The next test for McCarthy later next week will be when he has to win the support of a majority of House Republicans — or 125 — in order to be chosen by his colleagues as the next candidate for speaker. But that is a prelude to the vote on the House floor expected later this month, when he will need a majority of the full House — or 218 votes — to take the top job in the chamber.
That means that McCarthy can’t lose more than 29 Republican votes in a chamber where 25 Republicans already voted in opposition to Boehner earlier this year. If he does lose more than 29 votes, it could give rise to another potential candidate and throw the GOP House into further disarray.
With little margin for error, McCarthy went on “Fox News” Thursday evening to walk back his Benghazi comments, saying he “did not intend to imply in any way that the work is political.”
Still, McCarthy’s comments from earlier this week — where he boasted that Clinton’s “numbers are dropping” because of the work of the Benghazi committee — became fodder for Democrats, who said it showed the panel was simply designed as a political witch hunt to target the Democratic frontrunner’s record as secretary of state. McCarthy’s comments came up in the closed-door meeting Thursday with the House Freedom Caucus, attendees said.
Chaffetz, the fourth-term Utah Republican who chairs the Oversight and Government Reform Committee, went on CNN earlier this week to blast McCarthy, calling on him to apologize for his comments. In a subsequent interview with CNN Thursday, Chaffetz said he personally told McCarthy the same message.
“He just digested it,” Chaffetz said of McCarthy. “I told him I think he should withdraw them and explain how wrong they were.”
Yet Chaffetz added on Thursday that “I support” McCarthy for speaker. “I reiterated I’m very supportive of you,” he said he told the House majority leader in a private phone call.
On Friday, GOP sources told CNN that Chaffetz appeared to be gauging support for a potential speaker run himself. Politico first reported that the conservative lawmaker was preparing for a run.
Officials close to McCarthy discounted the potential impact Chaffetz may have on the race, noting that the House majority leader already has private commitments from a vast majority of the conference. Chaffetz, who did not respond to calls and text messages seeking comment Friday, has taken positions on an online sales tax bill that could put off some hard-line conservatives.

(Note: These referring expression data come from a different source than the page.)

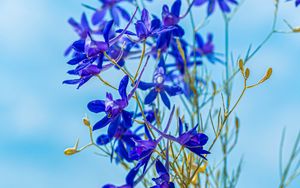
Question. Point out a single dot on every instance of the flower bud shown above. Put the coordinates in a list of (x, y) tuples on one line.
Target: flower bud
[(86, 121), (247, 73), (241, 65), (70, 151), (267, 75)]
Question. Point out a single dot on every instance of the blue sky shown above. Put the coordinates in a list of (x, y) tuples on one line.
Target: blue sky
[(40, 117)]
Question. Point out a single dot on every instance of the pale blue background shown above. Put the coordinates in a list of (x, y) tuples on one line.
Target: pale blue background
[(39, 117)]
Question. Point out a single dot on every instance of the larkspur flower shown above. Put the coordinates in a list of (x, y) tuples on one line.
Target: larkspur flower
[(91, 49), (297, 2), (124, 138), (193, 140), (163, 181), (145, 27), (223, 4), (143, 152), (85, 73), (114, 109), (205, 49), (158, 86)]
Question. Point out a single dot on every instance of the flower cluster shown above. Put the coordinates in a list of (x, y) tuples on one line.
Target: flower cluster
[(141, 138), (133, 136)]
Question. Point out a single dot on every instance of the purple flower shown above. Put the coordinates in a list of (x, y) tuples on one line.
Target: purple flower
[(212, 4), (143, 151), (125, 141), (297, 2), (90, 49), (158, 86), (114, 110), (205, 49), (163, 181), (145, 27), (193, 140), (85, 74), (114, 9)]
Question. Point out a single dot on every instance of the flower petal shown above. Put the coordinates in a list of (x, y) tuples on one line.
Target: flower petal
[(98, 16), (103, 139), (123, 86), (175, 10), (96, 106), (145, 85), (113, 127), (151, 97), (165, 99), (102, 123)]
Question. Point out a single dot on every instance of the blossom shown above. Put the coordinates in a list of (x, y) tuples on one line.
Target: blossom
[(85, 74), (145, 27), (223, 4), (158, 86), (90, 49), (193, 140), (124, 138), (297, 2), (205, 49), (143, 152), (114, 110), (163, 181)]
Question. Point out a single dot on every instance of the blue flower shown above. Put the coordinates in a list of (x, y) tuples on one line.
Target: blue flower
[(297, 2), (125, 141), (114, 110), (145, 27), (90, 49), (223, 4), (163, 181), (193, 140), (158, 86), (205, 49), (85, 73)]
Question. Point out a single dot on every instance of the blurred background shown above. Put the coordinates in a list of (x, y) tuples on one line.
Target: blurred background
[(40, 117)]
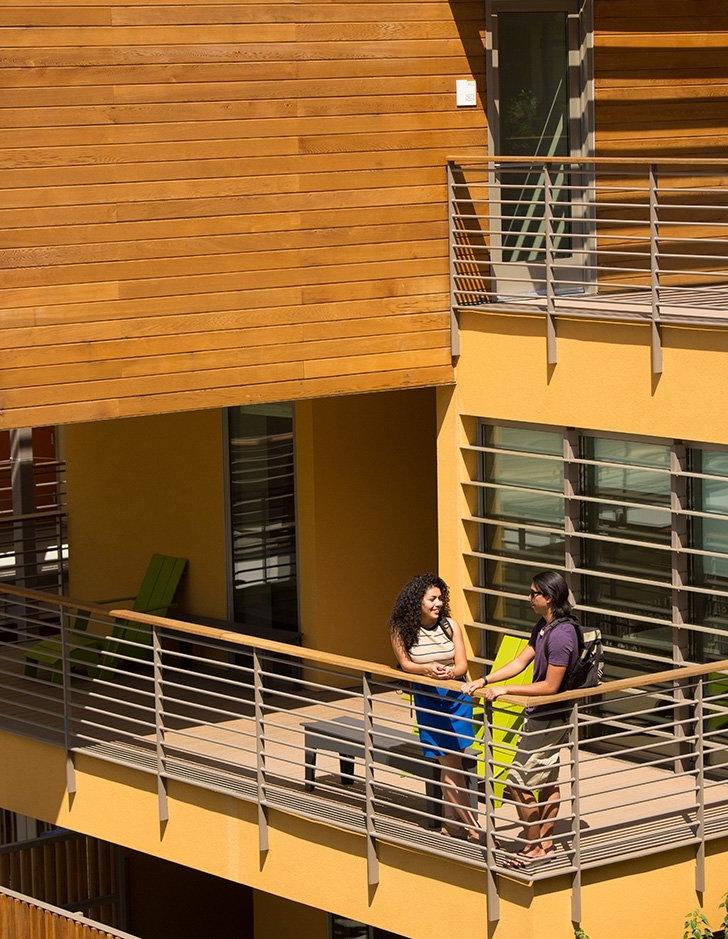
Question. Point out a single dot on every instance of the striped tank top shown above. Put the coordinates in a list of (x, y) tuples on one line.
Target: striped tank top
[(433, 645)]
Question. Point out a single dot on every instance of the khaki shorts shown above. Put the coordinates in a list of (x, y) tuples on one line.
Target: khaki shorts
[(536, 761)]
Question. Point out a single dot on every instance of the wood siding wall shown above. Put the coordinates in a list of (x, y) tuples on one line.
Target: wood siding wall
[(661, 78), (214, 203)]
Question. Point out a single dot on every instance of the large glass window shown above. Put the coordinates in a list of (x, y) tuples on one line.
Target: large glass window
[(263, 517)]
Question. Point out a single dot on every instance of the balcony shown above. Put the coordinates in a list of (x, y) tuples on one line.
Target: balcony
[(611, 239), (645, 769)]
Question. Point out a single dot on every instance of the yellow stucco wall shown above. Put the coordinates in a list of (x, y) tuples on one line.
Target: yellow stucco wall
[(367, 514), (146, 485), (321, 867)]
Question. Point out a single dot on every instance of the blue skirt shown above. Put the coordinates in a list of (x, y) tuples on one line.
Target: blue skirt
[(449, 727)]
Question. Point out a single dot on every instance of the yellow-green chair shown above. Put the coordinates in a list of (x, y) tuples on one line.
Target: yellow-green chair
[(507, 718)]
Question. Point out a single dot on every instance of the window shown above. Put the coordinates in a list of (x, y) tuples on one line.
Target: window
[(640, 528), (263, 590)]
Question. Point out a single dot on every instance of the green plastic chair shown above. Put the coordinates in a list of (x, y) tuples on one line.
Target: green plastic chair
[(507, 718), (156, 595)]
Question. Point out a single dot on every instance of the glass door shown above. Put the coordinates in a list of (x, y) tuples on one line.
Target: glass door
[(534, 86)]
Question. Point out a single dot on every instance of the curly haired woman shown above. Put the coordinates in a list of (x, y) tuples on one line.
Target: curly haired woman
[(427, 642)]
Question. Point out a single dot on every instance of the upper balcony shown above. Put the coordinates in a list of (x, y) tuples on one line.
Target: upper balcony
[(296, 733), (611, 239)]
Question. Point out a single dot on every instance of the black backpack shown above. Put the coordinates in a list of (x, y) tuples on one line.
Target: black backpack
[(588, 670)]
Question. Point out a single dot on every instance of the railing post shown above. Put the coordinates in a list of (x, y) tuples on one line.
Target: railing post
[(491, 882), (66, 686), (451, 212), (371, 834), (263, 843), (700, 783), (551, 354), (576, 813), (159, 727), (656, 334)]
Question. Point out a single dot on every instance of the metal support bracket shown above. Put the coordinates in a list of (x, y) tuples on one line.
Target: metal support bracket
[(451, 214), (263, 843), (700, 784), (162, 802), (371, 833)]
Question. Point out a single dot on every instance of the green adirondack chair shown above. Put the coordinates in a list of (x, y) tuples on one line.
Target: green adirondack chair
[(507, 718), (92, 652)]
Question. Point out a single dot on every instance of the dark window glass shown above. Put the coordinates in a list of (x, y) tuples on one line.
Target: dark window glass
[(262, 510)]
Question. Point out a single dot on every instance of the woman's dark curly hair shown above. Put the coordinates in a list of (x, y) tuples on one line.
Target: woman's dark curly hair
[(405, 619)]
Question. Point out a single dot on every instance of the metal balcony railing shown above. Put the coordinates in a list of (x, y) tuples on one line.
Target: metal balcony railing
[(332, 739), (616, 239)]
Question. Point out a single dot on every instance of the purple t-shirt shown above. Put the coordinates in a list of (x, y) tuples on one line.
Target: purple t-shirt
[(554, 645)]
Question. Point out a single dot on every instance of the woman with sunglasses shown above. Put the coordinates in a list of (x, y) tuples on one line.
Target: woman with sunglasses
[(553, 647)]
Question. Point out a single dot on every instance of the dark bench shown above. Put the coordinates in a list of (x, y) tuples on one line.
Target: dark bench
[(396, 748)]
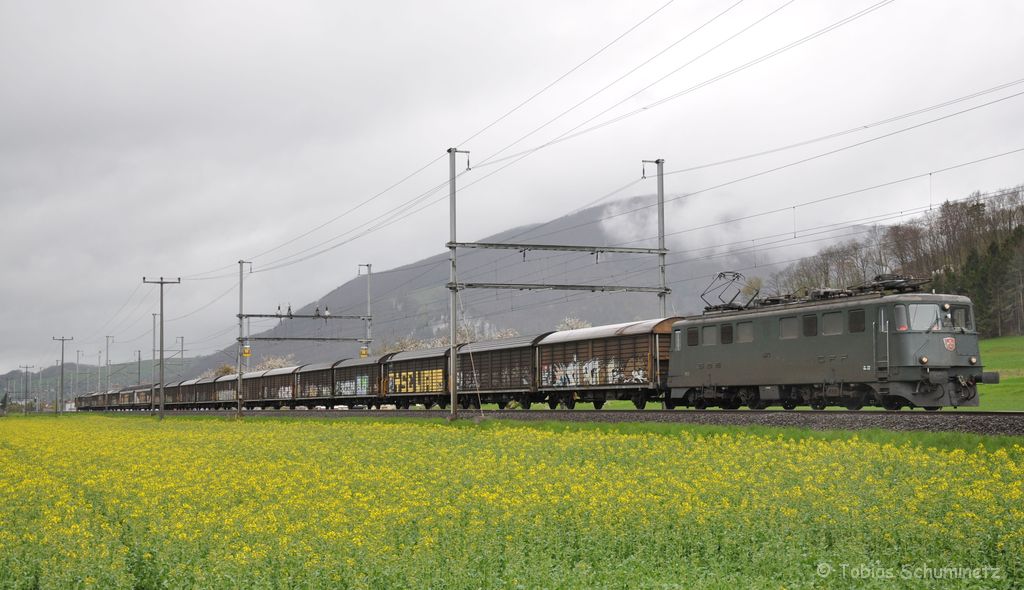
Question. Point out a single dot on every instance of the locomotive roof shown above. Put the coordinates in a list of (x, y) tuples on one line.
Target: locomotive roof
[(832, 303), (503, 344), (660, 325), (422, 353)]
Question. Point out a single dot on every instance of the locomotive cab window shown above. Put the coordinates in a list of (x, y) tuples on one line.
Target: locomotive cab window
[(832, 324), (725, 333), (918, 318), (810, 326), (710, 335), (856, 321), (962, 318), (744, 332), (788, 328)]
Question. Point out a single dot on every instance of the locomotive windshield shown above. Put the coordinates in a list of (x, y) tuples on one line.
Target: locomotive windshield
[(931, 317)]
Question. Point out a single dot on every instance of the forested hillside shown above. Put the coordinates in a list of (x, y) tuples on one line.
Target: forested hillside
[(973, 246)]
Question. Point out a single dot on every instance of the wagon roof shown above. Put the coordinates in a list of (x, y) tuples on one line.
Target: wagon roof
[(504, 344), (424, 353), (249, 375), (659, 326), (361, 362), (281, 371), (316, 367)]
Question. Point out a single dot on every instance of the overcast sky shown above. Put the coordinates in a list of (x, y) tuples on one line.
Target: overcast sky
[(173, 138)]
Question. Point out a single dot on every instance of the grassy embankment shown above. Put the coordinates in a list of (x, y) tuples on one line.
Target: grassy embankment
[(1007, 356)]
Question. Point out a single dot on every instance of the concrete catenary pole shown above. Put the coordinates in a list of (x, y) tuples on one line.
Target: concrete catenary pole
[(78, 362), (25, 401), (59, 401), (453, 287), (162, 282), (660, 236), (153, 367), (370, 318), (109, 338), (242, 337)]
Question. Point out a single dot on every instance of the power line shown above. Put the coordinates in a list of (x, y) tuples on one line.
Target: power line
[(572, 133), (199, 276)]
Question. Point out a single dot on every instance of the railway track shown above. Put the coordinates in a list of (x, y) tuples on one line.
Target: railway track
[(999, 423)]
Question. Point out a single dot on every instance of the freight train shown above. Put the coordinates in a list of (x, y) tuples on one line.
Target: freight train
[(885, 344)]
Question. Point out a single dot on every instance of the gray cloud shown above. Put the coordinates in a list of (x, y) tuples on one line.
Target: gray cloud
[(172, 138)]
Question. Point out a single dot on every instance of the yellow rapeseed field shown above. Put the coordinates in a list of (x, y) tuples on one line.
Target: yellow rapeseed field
[(100, 502)]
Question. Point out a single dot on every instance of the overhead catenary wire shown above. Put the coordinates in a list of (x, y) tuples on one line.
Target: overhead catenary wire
[(577, 131), (292, 259), (530, 98)]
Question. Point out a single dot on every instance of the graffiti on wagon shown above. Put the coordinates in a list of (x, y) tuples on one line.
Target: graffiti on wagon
[(595, 372)]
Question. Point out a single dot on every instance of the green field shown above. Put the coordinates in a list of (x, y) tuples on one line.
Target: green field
[(1007, 356), (129, 502)]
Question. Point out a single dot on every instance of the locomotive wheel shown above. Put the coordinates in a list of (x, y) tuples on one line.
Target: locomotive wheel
[(891, 405)]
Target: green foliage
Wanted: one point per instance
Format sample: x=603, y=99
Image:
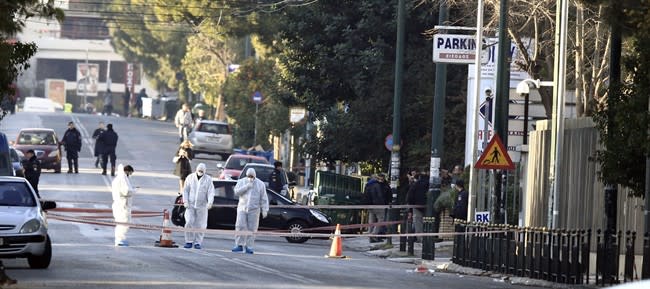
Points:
x=156, y=40
x=15, y=54
x=337, y=53
x=623, y=123
x=273, y=116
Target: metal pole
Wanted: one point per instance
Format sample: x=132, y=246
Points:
x=399, y=60
x=526, y=99
x=255, y=130
x=86, y=83
x=502, y=100
x=557, y=123
x=437, y=129
x=477, y=95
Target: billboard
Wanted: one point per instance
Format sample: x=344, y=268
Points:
x=55, y=90
x=87, y=78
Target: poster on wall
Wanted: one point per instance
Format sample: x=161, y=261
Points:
x=55, y=90
x=87, y=78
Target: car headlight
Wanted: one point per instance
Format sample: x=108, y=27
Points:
x=319, y=216
x=31, y=226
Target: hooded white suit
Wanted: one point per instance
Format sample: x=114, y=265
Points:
x=198, y=196
x=252, y=200
x=122, y=193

Webster the only declared opponent
Thus far, Webster lacks widespread support among conservatives and is not considered much of a threat.
The Friday rumblings underscore the discontent among some on the right for selecting McCarthy as speaker. The 50-year-old House majority leader has promised a more inclusive style of leadership than his predecessors, but it’s unclear how much different a McCarthy speakership would be from a Boehner speakership.
Rep. Jeff Duncan of South Carolina, the three-term Republican and member of the House Freedom Caucus, said that McCarthy lacks enough support on the House floor to become speaker right now.
“It’s not a given he’s going to win that,” Duncan said. “You gotta have 218.”
Rep. Thomas Massie of Kentucky, who backs Webster, said the Benghazi comments should give conservatives a rallying cry against McCarthy.
“What Kevin said sounds like something you would hear in a smoke-filled back room on ‘House of Cards.’ It’s not appropriate in Congress,” Massie said on CNN Thursday.